Efficiency of Spring applications at runtime. Current state of affairs and plans for the future

In light of the recent release of Spring Framework 6.1 and Spring Boot 3.2, we'd like to share an overview of the efforts the Spring team is making to enable developers to optimize the runtime performance of their applications.

In this article we will look at:

Context

Let's start with the most important question: why should we care about improving the performance of applications deployed in the cloud? The first reason is cost optimization. Everyone wants to pay less for hosting. However, choosing a cheaper hosting usually means using less CPU time, memory and resources, which makes our applications “heavy to lift”. We also live in a world where application launches are likely to be tied to Kubernetes and containers, and their use requires careful attention on our part to JVM startup times, warm-up times, and memory management.

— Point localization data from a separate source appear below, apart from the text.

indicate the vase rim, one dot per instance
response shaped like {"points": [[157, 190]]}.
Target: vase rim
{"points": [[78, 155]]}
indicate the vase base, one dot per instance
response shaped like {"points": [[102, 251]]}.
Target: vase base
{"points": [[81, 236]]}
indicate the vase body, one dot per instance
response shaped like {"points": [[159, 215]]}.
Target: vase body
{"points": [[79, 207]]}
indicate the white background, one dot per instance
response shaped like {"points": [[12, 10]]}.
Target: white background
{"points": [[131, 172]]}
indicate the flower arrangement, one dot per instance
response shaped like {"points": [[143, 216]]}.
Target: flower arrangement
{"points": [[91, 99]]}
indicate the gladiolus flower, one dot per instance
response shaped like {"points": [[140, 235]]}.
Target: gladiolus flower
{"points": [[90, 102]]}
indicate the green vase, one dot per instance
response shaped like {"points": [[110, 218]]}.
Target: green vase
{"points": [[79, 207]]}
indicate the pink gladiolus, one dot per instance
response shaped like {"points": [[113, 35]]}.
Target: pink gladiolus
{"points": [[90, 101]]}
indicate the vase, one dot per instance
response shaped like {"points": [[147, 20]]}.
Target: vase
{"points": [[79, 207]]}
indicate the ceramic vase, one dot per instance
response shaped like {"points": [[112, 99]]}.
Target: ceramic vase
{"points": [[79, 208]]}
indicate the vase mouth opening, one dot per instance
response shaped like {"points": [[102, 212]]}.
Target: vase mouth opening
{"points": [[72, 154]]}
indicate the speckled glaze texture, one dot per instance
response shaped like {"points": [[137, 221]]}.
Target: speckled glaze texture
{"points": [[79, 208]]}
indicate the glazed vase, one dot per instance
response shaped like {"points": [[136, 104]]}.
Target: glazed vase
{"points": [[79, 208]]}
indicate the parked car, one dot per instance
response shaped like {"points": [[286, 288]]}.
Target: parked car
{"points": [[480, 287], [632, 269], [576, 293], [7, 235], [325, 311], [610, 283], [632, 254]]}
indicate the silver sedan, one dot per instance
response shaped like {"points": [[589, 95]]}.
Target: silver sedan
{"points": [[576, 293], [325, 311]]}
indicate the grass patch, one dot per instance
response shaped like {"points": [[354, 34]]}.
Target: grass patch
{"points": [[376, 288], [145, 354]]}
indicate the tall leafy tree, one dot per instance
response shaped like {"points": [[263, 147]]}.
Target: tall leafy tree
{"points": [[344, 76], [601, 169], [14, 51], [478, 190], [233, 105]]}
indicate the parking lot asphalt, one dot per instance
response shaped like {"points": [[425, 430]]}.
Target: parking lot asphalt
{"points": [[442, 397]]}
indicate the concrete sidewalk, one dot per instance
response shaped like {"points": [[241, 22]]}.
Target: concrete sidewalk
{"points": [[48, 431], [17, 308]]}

The Spring team's goal is to provide a variety of options (some of which can be combined) to optimize the load and scalability of millions of Spring applications. Our goal is to minimize the number of changes you need to make to your Spring application to take advantage of these improvements. But achieving these goals, unfortunately, is usually associated with compromises, which we will try to describe in as much detail as possible. We hope that this article will give you enough information to get a clearer understanding of how the topics covered apply to your application, and also give you an idea of ​​what trade-offs you'll have to make in each case.

The general requirement to benefit from improvements in runtime efficiency is to upgrade to Spring Boot 3, which is based on Spring Framework 6, which in turn uses Java 17 as the base version and requires migrating from Java EE (javax package) to Jakarta EE (jakarta package). After upgrading, you gain access to a set of new features that improve the runtime performance of your applications.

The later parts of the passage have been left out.